Coming to terms with a broken system
Means is a former food and pharmaceutical industry consultant who founded a company, TrueMed, in 2022 that enables tax-free spending on health-related items like supplements, exercise and healthy food. He still runs the company, which has led to criticism he’s using his governmental post to gain profit, charges he soundly refutes.
Means says his own awakening to the problems in the healthcare system started when his sister, Casey Means, a Stanford-trained surgeon who is nominated to become Trump’s surgeon general, noticed that the patients she was operating on weren’t getting better. Even worse, her superiors objected to her discussing dietary solutions with patients.
“She helped me kind of put the pieces together into a simple thesis,” Calley Means said, “which is that there’s many good people in the medical system but the medical system is predicated on Americans being sick. Ninety-five percent of the $5 trillion that we spend on health care (is) on managing sickness. And the longer people are sick, the more money the system makes.
“And it’s led us to ignore the root cause of why we’re sick, which is that 70% of a child’s diet right now is ultra-processed food, and we’re overmedicalized. Antidepressant rates and antipsychotic drugs for teenage girls have gone up 800% in the past five years. So we’ve got this really tough dynamic.”
Uniting Trump and Kennedy
Means said Trump was already talking about health, especially among children, before he united with Kennedy. Means helped connect the two men after the attempt on Trump’s life in Butler, Pennsylvania. The following month, Kennedy ceased his own campaign and endorsed Trump for president.
“I called Secretary Kennedy an hour after the Butler shooting, and we talked about him calling President Trump,” Means said. “He was feeling, I think, a lot of emotions. I mean, he’s had a lot of history with assassination attempts.”
One year later, the men are leading a “powerful and transformative movement” that has “the best record in modern American history on reforms to our food and health care systems,” Means says.
Big wins early on
A big win in the Trump administration has been encouraging states to remove soda and unhealthy snacks from eligibility for SNAP, the government’s low-income food assistance program.
“SNAP pays for Twinkies. SNAP pays for Oreos. SNAP pays for soda,” Means said. “And then food companies actually lobby to make sure that’s all essentially people can buy … We shouldn’t be funding that with government programs for lower-income kids.”
Other efforts include reshaping the dietary guidelines, which Means says were changed under the Biden administration to recommend against meat and say added sugar was “a healthy part of a 2-year-old’s diet.”
“The dietary guidelines have been an orgy of corruption and seen as an ultra-processed food lobbying document,” he said. “What we’re actually doing is making the USDA guidelines much, much simpler.”
Another change, announced by Kennedy, is a push to require medical schools to educate doctors on nutrition, not just on surgeries and prescription drugs.
A health awakening
There’s more to be done, but Means’ favorite breakthrough is seeing what he calls an awakening: Americans are rediscovering the importance of a healthy diet, and even major food company CEOs are responding by removing chemicals from their food and making healthy pledges.
In contrast to the Obama administration, where first lady Michelle Obama pushed ideas such as a “soda tax” to discourage purchase of sugary drinks, Means says this administration is looking to incentivize healthy decisions.
“We’re driving public health messaging (and) societal awakening, which is changing the market,” he said, noting snacking and alcohol sales are down since Trump returned to office.

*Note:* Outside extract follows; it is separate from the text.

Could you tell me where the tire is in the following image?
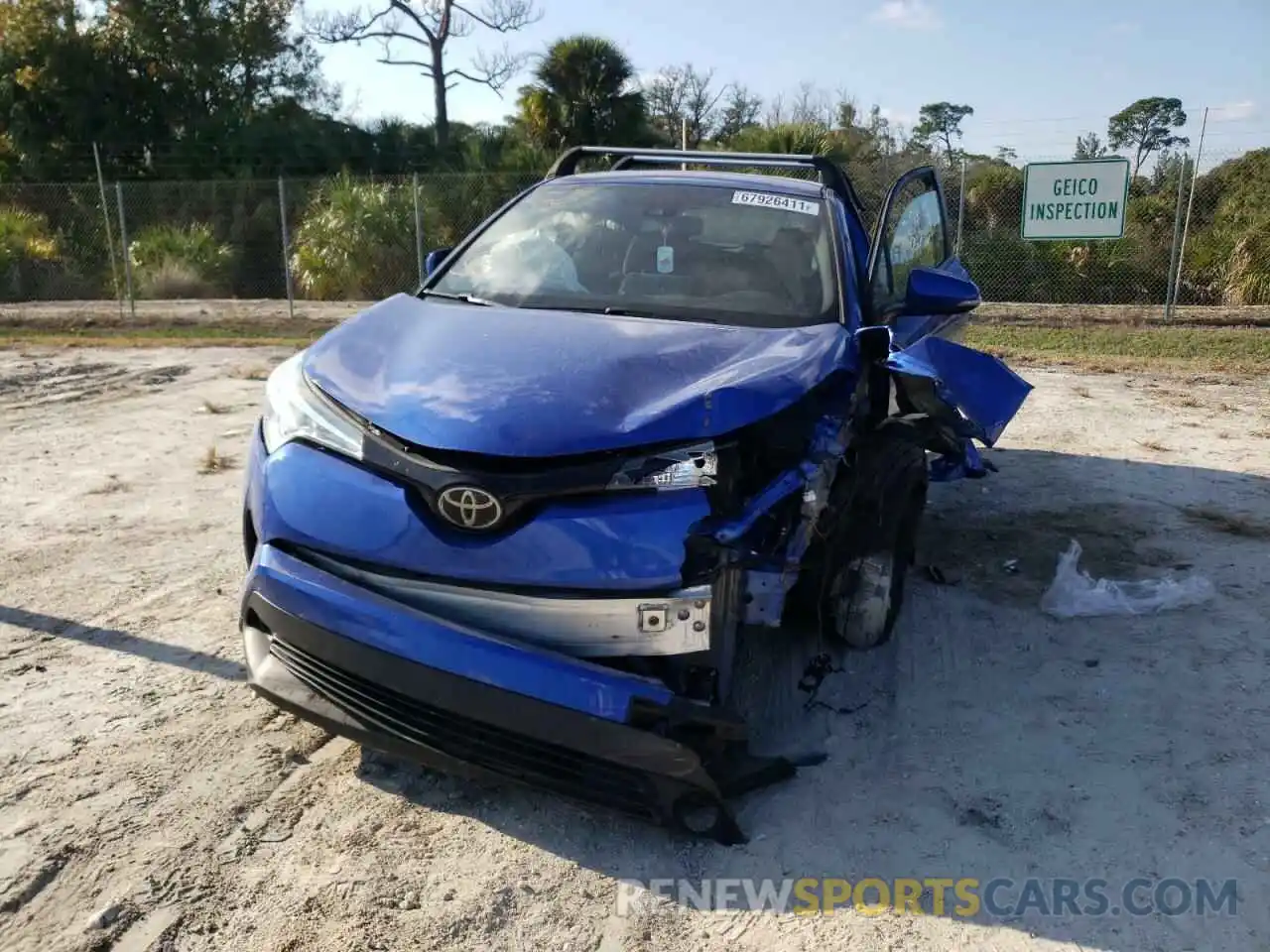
[817,424,927,652]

“We’re going to get back to good scientific research and then look at health incentives. I mean, we spend $5 trillion in health care. We’re accepting everything as a given that we’re the sickest country in the developed world and then just drugging everyone. Unwinding those incentives is what we’re trying to do.
“As this political coalition stays together and more and more people vote on children’s health, that will be a great legacy of the Trump administration.”